The tradeoff is that access to individual pallets is more limited than in selective racking.
Key Facts
- Storage density increases when aisle space is reduced: storage density = pallet positions / floor area.
- Drive-in racking usually follows LIFO flow: last pallet in = first pallet out.
- Lane capacity = pallets deep x pallet levels high x lanes wide.
- Required aisle and lane clearances depend on forklift width, turning radius, pallet size, and rack tolerance.
- Load per bay = pallet weight x number of pallet positions supported by that bay.
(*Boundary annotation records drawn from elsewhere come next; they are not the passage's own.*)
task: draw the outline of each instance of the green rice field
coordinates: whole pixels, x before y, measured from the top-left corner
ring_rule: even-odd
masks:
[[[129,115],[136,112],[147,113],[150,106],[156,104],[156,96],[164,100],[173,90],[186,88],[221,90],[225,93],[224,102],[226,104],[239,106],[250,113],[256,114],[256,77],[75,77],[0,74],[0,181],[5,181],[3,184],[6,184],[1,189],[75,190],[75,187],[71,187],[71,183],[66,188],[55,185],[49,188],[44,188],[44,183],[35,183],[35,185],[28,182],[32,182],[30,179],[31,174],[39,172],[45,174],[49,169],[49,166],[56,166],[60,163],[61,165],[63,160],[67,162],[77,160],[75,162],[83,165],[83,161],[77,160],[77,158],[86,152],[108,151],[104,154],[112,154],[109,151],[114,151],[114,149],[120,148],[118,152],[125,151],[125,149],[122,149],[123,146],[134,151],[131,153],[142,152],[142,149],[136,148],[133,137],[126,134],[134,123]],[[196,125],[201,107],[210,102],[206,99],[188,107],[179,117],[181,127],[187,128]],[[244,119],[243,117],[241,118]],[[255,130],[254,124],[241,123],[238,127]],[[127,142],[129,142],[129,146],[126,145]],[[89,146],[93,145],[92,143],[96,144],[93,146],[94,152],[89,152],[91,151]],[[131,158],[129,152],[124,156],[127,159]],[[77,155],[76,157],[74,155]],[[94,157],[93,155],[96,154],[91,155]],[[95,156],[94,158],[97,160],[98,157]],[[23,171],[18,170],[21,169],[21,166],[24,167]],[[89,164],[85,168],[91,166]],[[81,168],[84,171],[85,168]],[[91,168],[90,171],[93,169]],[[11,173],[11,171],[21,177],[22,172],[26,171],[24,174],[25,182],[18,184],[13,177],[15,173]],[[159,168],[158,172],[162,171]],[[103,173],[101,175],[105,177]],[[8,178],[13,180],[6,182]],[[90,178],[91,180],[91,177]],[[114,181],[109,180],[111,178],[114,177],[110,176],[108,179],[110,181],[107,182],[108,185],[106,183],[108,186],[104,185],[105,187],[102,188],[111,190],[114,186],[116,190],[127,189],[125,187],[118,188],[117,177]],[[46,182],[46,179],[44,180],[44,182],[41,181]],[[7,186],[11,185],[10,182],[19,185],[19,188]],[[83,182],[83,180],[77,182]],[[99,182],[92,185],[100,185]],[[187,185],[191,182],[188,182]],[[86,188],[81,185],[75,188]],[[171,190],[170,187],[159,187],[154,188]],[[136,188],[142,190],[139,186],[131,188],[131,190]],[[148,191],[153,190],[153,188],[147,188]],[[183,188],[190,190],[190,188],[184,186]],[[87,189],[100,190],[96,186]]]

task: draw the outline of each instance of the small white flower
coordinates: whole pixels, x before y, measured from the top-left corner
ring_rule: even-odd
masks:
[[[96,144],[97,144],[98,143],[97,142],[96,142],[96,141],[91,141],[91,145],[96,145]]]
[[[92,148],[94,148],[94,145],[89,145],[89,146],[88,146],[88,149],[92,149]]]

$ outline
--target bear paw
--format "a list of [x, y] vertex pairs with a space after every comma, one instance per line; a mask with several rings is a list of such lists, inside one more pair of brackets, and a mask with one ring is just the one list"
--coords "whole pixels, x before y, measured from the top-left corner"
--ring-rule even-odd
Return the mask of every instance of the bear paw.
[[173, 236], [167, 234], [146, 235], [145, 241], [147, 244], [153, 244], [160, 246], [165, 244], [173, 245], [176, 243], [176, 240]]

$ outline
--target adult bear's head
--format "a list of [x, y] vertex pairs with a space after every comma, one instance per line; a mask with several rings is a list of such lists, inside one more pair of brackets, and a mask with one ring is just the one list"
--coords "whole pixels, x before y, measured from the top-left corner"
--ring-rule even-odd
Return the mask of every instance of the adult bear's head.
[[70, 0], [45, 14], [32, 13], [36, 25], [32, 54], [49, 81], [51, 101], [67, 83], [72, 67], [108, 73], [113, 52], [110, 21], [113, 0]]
- Drive-in racking works best when many pallets share the same SKU and rotation speed.
Vocabulary
- Drive-in racking
- A pallet storage system where a forklift enters rack lanes to place or remove pallets from support rails.
- Storage lane
- A deep channel inside the rack where pallets of the same product are stored one behind another.
- Pallet rail
- A horizontal steel support that holds pallets along the sides of a drive-in rack lane.
- LIFO
- Last-in, first-out is an inventory flow where the most recently stored pallet is removed first.
- Upright frame
- A vertical steel rack structure that transfers pallet loads down to the warehouse floor.
Common Mistakes to Avoid
- Treating drive-in racking like selective racking is wrong because not every pallet is directly accessible from an aisle.
- Ignoring forklift clearance is wrong because even small errors can cause rack impacts, product damage, and unsafe operations.
- Mixing many different SKUs in one deep lane is wrong because buried pallets become difficult to reach and inventory rotation slows down.
- Calculating capacity from floor area alone is wrong because usable capacity also depends on pallet depth, rack levels, lane width, and safe load limits.
Practice Questions
- 1 A drive-in rack has 8 lanes, each lane stores pallets 5 deep and 4 levels high. How many pallet positions are available?
- 2 Each pallet weighs 900 kg. A lane contains 5 pallets per level and 4 levels. What total pallet mass is stored in one full lane?
- 3 A warehouse stores one product in large batches and ships the newest pallets first. Explain why drive-in racking may be a better choice than selective racking for this operation.